Unnamed: 0,Category,Message
count,747,747
unique,1,641
top,spam,Please call our customer service representativ...
freq,747,4


In [9]:
#check number of rows where particular columns of null values
#check sum of null values
df.isnull().sum()

Category    0
Message     0
dtype: int64

It can be obeserved that there are no NaN or None values in the data set.

#### Machine learning model understand numerical values

- Need to convert Category and Message into numbers first.

In [10]:
#take category column and apply lambda function check if spam will return 1 else 0
#create a new spam column
df['Spam'] = df['Category'].apply(lambda x: 1 if x=='spam' else 0)

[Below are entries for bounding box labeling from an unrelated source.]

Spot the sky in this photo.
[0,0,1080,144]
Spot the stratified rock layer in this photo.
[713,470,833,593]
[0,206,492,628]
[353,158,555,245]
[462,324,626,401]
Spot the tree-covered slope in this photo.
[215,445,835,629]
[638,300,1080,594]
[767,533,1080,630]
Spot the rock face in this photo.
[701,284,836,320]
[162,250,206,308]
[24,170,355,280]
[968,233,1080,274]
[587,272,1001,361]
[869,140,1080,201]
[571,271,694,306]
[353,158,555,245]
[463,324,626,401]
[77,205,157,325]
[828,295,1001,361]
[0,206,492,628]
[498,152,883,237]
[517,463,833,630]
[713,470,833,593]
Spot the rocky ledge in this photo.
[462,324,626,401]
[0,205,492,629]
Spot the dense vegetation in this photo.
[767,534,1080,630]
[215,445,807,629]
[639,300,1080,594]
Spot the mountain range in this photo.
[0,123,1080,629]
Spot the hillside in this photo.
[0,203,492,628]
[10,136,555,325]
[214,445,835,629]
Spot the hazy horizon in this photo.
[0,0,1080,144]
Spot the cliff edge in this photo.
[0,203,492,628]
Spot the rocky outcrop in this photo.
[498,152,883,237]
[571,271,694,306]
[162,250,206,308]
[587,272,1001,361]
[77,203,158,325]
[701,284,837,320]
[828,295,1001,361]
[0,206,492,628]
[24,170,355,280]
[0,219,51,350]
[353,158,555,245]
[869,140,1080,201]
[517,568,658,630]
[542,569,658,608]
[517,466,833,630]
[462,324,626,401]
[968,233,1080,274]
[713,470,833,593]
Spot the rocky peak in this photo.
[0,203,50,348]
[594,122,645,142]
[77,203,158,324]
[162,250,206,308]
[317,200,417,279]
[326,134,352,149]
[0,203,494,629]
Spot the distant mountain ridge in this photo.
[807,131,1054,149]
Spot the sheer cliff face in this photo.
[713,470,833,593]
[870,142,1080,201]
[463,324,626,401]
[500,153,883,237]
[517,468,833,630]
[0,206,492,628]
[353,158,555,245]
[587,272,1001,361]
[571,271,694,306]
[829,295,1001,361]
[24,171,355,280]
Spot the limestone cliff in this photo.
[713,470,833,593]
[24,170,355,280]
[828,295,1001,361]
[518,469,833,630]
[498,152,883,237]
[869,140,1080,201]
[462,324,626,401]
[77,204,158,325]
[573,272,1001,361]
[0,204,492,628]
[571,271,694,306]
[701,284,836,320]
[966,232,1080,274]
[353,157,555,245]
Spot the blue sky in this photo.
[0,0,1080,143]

# display data first five rows
df.head()

Unnamed: 0,Category,Message,Spam
0,ham,"Go until jurong point, crazy.. Available only ...",0
1,ham,Ok lar... Joking wif u oni...,0
2,spam,Free entry in 2 a wkly comp to win FA Cup fina...,1
3,ham,U dun say so early hor... U c already then say...,0
4,ham,"Nah I don't think he goes to usf, he lives aro...",0


- Created a new column named as "Spam", grouping emails into 1 and 0.

In [11]:
#train model using sklearn and train test data
from sklearn.model_selection import train_test_split

In [12]:
#use X, y as input and test_size as ratio of spliting > will get 4 parameters back
#25% test and 75% train
#when run the cell, it will split samples into train and test data set
X_train, X_test, y_train, y_test = train_test_split(df.Message,df.Spam,test_size=0.25)

In [13]:
#convert a collection of text documents to a matrix of token counts
#find unique words, treat as columns and build matrix
#...represent unique words in huge data set

from sklearn.feature_extraction.text import CountVectorizer
v = CountVectorizer()
X_train_count = v.fit_transform(X_train.values)
X_train_count.toarray()[:3]

array([[0, 0, 0, ..., 0, 0, 0],
       [0, 0, 0, ..., 0, 0, 0],
       [0, 0, 0, ..., 0, 0, 0]])

In [14]:
#use in discrete data and have certain frequency to represent
from sklearn.naive_bayes import MultinomialNB
model = MultinomialNB()

In [15]:
#fit method to train model
#X_train_count text converted into emails numbers matrix
model.fit(X_train_count,y_train)

MultinomialNB()

In [16]:
#predict data

emails = [
    'You have updated Instagram username.',
    'Click on this link to change your account details.'
]

emails_count = v.transform(emails)
model.predict(emails_count)

array([0, 1])

Based on the emails above, first email is a normal email to update account user that username has been updated, while model detected that second email is a spam.

In [17]:
#model works only on numerical values not text
#need to convert X_test model into count and fit into prediction
X_test_count = v.transform(X_test)

#check accuracy of model by calling score method
#score will use X_test to predict model.predict(X_test) and compare with y_test value to find accuracy
model.score(X_test_count, y_test)

0.9863603732950467

98% result shows that naive bayes spam filtering method is able to detect spam emails with high accuracy.